Speed Reads

democracy out, authoritarianism in

Chinese have most trust in institutions, Americans near bottom, and Russians dead last, new survey shows

A new survey suggests people living under authoritarian regimes increasingly trust their major institutions more than citizens of democratic countries trust theirs, Axios reported Tuesday.

According to the 2022 Edelman Trust Barometer, which surveyed 35,000 respondents across 28 countries, trust in NGOs, business, government, and the media fell most sharply in Germany, Australia, the Netherlands, South Korea, and the United States since 2021.

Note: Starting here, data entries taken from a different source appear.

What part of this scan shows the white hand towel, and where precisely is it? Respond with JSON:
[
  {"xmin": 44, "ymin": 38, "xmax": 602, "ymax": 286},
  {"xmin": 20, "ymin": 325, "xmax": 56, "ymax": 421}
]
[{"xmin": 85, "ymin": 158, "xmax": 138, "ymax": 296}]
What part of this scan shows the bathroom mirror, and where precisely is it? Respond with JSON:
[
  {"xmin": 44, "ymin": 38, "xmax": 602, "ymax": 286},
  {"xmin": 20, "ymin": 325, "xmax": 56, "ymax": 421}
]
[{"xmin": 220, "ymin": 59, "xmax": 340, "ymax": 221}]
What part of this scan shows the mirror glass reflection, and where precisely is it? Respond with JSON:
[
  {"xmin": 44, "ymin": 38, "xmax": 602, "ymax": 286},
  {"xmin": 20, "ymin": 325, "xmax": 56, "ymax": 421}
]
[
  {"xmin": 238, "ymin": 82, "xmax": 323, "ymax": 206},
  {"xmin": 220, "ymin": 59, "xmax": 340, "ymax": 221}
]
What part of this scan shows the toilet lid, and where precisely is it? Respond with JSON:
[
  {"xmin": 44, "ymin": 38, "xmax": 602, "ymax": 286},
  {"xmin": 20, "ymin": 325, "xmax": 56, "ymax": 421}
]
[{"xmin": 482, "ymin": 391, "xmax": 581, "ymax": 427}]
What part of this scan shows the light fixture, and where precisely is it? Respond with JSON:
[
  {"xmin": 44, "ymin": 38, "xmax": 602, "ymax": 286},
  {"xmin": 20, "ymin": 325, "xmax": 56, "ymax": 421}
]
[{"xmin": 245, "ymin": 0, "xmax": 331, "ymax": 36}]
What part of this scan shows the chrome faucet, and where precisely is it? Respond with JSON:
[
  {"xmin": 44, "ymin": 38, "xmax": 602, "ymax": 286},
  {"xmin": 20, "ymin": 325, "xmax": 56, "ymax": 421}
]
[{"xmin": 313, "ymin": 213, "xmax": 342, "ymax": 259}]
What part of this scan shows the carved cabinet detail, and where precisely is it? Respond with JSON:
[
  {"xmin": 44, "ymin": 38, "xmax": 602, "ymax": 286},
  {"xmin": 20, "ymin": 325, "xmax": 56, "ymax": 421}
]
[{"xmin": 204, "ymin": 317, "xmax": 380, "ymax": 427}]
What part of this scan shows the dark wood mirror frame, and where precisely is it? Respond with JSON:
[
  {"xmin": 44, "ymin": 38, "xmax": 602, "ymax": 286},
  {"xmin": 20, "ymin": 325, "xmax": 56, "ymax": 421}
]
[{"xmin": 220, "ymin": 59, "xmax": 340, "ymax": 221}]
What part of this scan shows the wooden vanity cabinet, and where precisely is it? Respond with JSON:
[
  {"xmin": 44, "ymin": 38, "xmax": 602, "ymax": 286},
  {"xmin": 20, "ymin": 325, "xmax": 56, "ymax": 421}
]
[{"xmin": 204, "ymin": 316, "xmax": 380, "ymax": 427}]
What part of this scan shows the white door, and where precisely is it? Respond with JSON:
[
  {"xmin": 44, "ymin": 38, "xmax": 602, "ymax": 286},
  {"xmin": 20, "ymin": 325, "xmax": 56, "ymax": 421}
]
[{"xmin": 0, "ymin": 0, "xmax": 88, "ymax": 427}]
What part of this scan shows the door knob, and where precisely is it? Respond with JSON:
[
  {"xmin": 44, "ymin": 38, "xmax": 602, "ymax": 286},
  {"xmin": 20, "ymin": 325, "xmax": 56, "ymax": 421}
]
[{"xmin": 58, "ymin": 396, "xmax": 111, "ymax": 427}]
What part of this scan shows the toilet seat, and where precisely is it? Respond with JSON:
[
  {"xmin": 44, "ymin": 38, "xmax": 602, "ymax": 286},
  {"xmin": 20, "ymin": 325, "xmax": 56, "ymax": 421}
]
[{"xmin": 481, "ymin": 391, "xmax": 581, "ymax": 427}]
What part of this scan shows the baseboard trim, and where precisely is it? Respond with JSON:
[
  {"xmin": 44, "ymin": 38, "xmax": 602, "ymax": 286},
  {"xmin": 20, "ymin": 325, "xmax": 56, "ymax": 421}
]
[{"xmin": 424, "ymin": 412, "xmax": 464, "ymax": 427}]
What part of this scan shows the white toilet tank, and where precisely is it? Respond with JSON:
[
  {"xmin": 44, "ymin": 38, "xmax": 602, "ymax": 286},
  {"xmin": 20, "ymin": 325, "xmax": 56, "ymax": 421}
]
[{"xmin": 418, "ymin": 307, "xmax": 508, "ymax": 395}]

China and the United Arab Emirates saw the biggest gains. Average trust in institutions stood at 83 and 76 in the two nations, up 11 and nine points, respectively, from last year. Saudi Arabian institutions also improved on an already high score, with trust rising from 69 in 2021 to 72 in 2022

South Korean institutions scored a 42 in 2022. Institutions in the U.S. did only one point better.  

Developed democracies, especially Western democracies, occupied most of the bottom two-thirds of the trust index rankings, but one authoritarian regime — Russia — finished dead last, with an average trust rating of only 32.

Those surveyed were asked, for each institution, to indicate on a nine-point scale "how much you trust that institution to do what is right."

The survey spanned 35,000 respondents across 28 countries via online interviews held between November 1-24, 2021. The margin of error is 2.9 percentage points.